Kathy Gibson reports from SAP TechEd in Barcelona – Analysts tell us that literally billions of devices will be connected to the Internet of Things (IoT) within the next few years. But they largely fail to talk about how companies will process and analyse the billions of data streams that will be produced.
SAP’s Björn Goerke points out that IT has to move beyond the slow-moving, well-governed IT department where SAP solutions are deployed, successful and running well.
“Customers are talking about digital transformation, about opening up their systems to suppliers and customers, and connecting to the billions of IoT devices out there.
“They want to be able to innovate faster, with no risk to their core IT systems. This means adding an agile innovation layer so they can move solutions forward with a different paradigm.”
SAP is enabling this strategy, with SAP S/4 HANA as the digital core, capable of supporting the new and innovative solutions. “We need the core applications to be ramped up to manage the new scenarios, processes and workloads of the digital enterprise,” he says.
SAP delivers HANA Cloud Platform (HCP) as its agile innovation platform, that delivers the capabilities to extend SAP applications and to integrate them on-premise or in the cloud.

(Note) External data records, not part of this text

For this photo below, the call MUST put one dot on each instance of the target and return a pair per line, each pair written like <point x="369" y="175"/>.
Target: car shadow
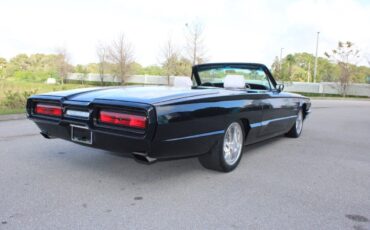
<point x="122" y="165"/>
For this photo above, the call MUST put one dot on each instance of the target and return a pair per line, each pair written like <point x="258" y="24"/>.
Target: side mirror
<point x="280" y="87"/>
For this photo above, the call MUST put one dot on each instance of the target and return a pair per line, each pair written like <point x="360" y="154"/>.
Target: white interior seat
<point x="182" y="81"/>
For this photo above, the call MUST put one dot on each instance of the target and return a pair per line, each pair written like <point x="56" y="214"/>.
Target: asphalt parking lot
<point x="319" y="181"/>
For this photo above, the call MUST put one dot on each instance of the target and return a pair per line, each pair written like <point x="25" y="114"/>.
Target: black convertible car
<point x="212" y="116"/>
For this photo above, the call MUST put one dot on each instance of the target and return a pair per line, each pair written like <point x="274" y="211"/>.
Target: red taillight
<point x="50" y="110"/>
<point x="129" y="120"/>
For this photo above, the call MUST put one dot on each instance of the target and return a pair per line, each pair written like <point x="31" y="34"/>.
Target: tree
<point x="102" y="53"/>
<point x="344" y="55"/>
<point x="195" y="42"/>
<point x="121" y="55"/>
<point x="3" y="64"/>
<point x="169" y="55"/>
<point x="62" y="63"/>
<point x="290" y="62"/>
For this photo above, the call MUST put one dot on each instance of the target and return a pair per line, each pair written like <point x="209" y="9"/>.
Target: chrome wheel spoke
<point x="233" y="140"/>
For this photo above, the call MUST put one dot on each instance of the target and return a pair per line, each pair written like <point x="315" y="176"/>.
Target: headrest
<point x="182" y="82"/>
<point x="234" y="82"/>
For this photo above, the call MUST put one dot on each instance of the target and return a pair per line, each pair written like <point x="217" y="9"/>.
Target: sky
<point x="234" y="30"/>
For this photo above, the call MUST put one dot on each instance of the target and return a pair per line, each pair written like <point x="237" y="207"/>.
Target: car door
<point x="277" y="107"/>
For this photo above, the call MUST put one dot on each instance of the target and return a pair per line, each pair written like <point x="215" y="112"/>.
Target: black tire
<point x="296" y="131"/>
<point x="215" y="159"/>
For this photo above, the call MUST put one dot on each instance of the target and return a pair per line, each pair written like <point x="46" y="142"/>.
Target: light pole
<point x="317" y="47"/>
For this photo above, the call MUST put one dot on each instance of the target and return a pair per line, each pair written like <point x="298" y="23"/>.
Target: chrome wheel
<point x="299" y="122"/>
<point x="233" y="143"/>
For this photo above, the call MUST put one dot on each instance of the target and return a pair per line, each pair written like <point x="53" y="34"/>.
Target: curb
<point x="10" y="117"/>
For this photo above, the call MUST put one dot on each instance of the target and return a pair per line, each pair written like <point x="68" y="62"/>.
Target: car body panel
<point x="181" y="122"/>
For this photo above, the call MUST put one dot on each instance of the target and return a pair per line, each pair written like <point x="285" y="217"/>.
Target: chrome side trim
<point x="264" y="123"/>
<point x="197" y="135"/>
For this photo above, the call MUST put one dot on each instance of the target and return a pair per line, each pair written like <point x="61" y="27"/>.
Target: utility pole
<point x="308" y="72"/>
<point x="317" y="47"/>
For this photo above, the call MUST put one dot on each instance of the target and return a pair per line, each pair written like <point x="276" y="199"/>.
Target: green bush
<point x="14" y="100"/>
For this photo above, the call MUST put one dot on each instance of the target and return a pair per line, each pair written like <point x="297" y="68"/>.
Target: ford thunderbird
<point x="212" y="115"/>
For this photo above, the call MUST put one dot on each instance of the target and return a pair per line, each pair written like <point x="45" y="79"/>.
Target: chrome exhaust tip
<point x="144" y="158"/>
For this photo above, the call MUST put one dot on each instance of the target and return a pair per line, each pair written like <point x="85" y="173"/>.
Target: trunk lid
<point x="149" y="95"/>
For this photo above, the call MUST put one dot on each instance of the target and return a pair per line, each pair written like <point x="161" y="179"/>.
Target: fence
<point x="302" y="87"/>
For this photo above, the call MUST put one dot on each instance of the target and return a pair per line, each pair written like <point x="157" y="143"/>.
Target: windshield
<point x="255" y="78"/>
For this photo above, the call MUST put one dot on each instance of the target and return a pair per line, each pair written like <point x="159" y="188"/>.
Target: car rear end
<point x="106" y="124"/>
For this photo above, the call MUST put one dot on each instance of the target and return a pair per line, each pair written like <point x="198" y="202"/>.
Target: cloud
<point x="235" y="30"/>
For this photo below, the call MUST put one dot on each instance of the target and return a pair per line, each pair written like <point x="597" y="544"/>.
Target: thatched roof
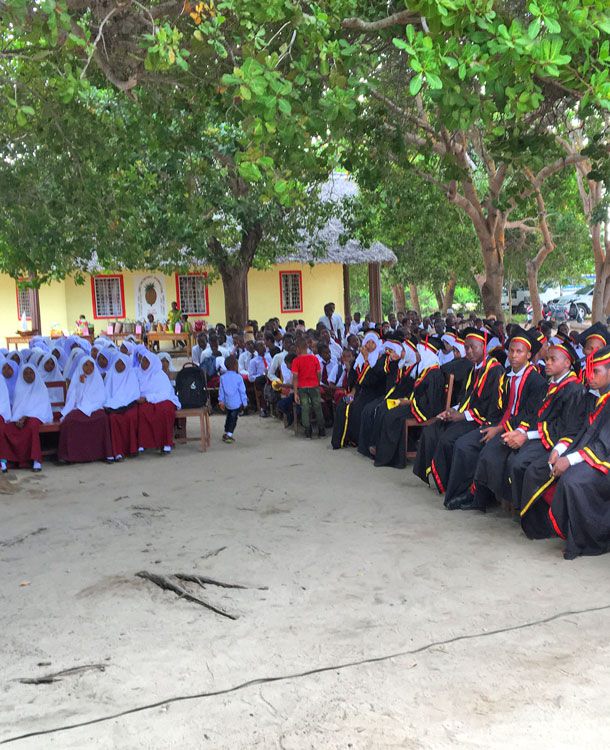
<point x="338" y="187"/>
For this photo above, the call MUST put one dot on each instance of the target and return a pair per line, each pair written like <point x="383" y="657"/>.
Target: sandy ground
<point x="360" y="563"/>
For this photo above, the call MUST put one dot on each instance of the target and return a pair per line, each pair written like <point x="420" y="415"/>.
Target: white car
<point x="577" y="305"/>
<point x="520" y="296"/>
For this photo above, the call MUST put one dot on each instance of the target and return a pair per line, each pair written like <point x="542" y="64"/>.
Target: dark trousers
<point x="231" y="420"/>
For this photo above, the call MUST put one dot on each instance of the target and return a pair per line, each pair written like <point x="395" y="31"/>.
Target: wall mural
<point x="150" y="297"/>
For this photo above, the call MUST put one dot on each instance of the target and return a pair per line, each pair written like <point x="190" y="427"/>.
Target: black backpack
<point x="191" y="387"/>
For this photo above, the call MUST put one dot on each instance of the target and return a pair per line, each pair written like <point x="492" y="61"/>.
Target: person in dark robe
<point x="460" y="367"/>
<point x="370" y="384"/>
<point x="156" y="406"/>
<point x="398" y="385"/>
<point x="84" y="433"/>
<point x="480" y="459"/>
<point x="424" y="402"/>
<point x="580" y="507"/>
<point x="557" y="422"/>
<point x="480" y="401"/>
<point x="31" y="408"/>
<point x="593" y="338"/>
<point x="121" y="404"/>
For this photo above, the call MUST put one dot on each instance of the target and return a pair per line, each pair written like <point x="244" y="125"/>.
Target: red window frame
<point x="17" y="300"/>
<point x="291" y="273"/>
<point x="118" y="276"/>
<point x="206" y="291"/>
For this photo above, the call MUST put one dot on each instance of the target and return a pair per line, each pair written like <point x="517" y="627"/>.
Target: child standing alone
<point x="306" y="385"/>
<point x="231" y="397"/>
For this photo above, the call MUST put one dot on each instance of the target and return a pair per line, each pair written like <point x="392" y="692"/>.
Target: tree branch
<point x="397" y="19"/>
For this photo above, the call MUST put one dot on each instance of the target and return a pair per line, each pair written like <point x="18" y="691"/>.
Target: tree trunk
<point x="449" y="294"/>
<point x="438" y="295"/>
<point x="414" y="295"/>
<point x="532" y="283"/>
<point x="235" y="285"/>
<point x="398" y="295"/>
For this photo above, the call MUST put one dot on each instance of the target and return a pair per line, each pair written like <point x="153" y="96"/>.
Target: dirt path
<point x="360" y="563"/>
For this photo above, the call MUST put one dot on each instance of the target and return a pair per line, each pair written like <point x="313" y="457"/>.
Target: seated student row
<point x="117" y="404"/>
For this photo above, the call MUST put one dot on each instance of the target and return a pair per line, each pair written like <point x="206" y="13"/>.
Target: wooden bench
<point x="205" y="432"/>
<point x="412" y="422"/>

“This allows IT to connect field-based line of business applications with cloud solutions and with on-premise ERP applications,” Goerke explains.
This means that customers can build completely new solutions to match specific requirements, secure in the knowledge that they can integrate seamlessly with the digital core.

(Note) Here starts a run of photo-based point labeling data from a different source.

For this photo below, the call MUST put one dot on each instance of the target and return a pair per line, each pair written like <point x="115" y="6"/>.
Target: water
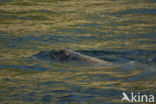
<point x="120" y="31"/>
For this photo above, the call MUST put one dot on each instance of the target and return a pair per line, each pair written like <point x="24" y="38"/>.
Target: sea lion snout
<point x="60" y="55"/>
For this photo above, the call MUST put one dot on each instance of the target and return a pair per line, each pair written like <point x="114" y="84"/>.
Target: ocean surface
<point x="119" y="31"/>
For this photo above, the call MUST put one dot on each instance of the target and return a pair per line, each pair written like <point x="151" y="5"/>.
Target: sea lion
<point x="66" y="55"/>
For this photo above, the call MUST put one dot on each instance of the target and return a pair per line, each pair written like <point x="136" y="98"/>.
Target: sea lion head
<point x="60" y="55"/>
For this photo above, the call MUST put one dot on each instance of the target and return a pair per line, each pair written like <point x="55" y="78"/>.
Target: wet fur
<point x="69" y="55"/>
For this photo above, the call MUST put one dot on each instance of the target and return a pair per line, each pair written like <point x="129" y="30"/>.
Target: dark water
<point x="120" y="31"/>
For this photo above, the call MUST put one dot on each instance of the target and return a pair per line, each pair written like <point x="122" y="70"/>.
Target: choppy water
<point x="119" y="31"/>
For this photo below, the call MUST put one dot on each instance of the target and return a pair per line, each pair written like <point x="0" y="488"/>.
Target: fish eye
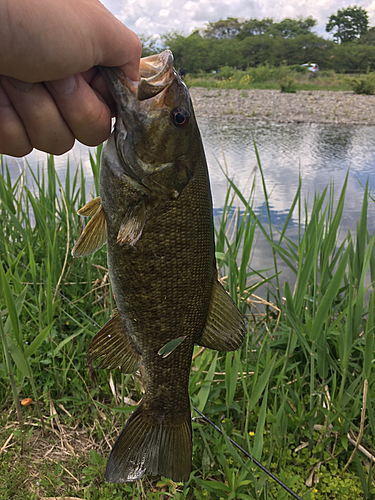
<point x="180" y="118"/>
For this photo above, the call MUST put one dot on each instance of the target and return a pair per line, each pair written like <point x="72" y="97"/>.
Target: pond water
<point x="320" y="154"/>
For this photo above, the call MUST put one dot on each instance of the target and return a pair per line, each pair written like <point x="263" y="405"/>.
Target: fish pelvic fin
<point x="114" y="347"/>
<point x="94" y="236"/>
<point x="146" y="446"/>
<point x="132" y="226"/>
<point x="225" y="326"/>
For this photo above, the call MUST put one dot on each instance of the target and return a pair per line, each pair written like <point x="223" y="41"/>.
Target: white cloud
<point x="149" y="17"/>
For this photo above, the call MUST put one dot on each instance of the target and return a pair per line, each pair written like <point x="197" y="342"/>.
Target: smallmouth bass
<point x="155" y="213"/>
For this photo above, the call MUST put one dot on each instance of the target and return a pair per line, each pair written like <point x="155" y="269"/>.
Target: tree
<point x="348" y="24"/>
<point x="224" y="28"/>
<point x="369" y="37"/>
<point x="254" y="27"/>
<point x="290" y="28"/>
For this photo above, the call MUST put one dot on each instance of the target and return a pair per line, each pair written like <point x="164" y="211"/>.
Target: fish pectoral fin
<point x="90" y="208"/>
<point x="147" y="446"/>
<point x="225" y="326"/>
<point x="114" y="347"/>
<point x="94" y="236"/>
<point x="132" y="226"/>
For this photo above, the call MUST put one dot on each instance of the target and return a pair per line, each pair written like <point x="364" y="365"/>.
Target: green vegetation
<point x="269" y="77"/>
<point x="299" y="395"/>
<point x="348" y="24"/>
<point x="249" y="43"/>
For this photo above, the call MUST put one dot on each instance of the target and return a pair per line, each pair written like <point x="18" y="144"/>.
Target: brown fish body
<point x="163" y="283"/>
<point x="155" y="212"/>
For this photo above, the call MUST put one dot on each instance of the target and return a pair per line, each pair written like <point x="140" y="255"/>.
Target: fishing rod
<point x="264" y="469"/>
<point x="55" y="290"/>
<point x="202" y="415"/>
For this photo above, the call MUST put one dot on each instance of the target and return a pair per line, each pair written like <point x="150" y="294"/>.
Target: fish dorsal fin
<point x="225" y="327"/>
<point x="94" y="236"/>
<point x="132" y="226"/>
<point x="113" y="346"/>
<point x="90" y="208"/>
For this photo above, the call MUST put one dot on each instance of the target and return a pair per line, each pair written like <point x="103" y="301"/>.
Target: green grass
<point x="268" y="77"/>
<point x="297" y="395"/>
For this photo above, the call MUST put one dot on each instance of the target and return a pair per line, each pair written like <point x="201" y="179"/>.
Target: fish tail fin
<point x="146" y="446"/>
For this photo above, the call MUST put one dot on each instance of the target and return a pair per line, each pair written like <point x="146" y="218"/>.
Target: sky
<point x="157" y="17"/>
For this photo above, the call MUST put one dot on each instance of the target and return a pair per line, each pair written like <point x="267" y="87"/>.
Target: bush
<point x="287" y="84"/>
<point x="364" y="84"/>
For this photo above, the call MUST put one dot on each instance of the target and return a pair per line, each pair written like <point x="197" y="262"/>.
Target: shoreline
<point x="315" y="106"/>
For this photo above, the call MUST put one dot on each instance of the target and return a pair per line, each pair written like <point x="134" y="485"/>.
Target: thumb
<point x="116" y="45"/>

But extending the data centre in this way brings a new set of challenges relating to the new volumes of data that are thus generated.

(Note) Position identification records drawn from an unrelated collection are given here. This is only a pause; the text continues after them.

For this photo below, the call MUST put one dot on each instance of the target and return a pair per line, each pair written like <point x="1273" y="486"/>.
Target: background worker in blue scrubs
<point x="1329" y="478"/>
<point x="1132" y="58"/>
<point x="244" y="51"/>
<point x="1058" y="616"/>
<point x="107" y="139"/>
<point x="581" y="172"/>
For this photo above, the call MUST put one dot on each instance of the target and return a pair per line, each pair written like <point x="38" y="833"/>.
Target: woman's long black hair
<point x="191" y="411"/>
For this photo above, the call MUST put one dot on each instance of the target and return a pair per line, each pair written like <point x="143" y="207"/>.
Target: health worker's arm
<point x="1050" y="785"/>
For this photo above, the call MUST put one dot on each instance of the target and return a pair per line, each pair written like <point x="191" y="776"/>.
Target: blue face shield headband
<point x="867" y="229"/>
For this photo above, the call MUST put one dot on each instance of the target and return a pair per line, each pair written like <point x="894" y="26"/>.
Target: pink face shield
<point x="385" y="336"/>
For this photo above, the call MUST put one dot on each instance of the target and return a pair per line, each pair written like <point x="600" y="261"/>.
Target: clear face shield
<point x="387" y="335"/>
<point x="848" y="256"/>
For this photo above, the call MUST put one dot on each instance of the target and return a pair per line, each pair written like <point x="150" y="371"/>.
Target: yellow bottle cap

“You need big data management,” says Goerke. “And this is why we’ve included that in HANA 2.”
The recent acquisition of IT Scale has added more big data capabilities to the SAP portfolio, he says, including the ability to manage a variety of big data sources.
With HANA 2, SAP is extending IoT functionality on to HCP. A new set of capabilities allows developers to easily connect devices, onboard and offboard them, manage security and push software to those devics.
“Users will also be able to ingest data out of those devices into the data store and use it to build applications and solutions based on realtime analysis and predictive scenarios,” Goerke says.
“And we are providing these capabilities in an open environment.”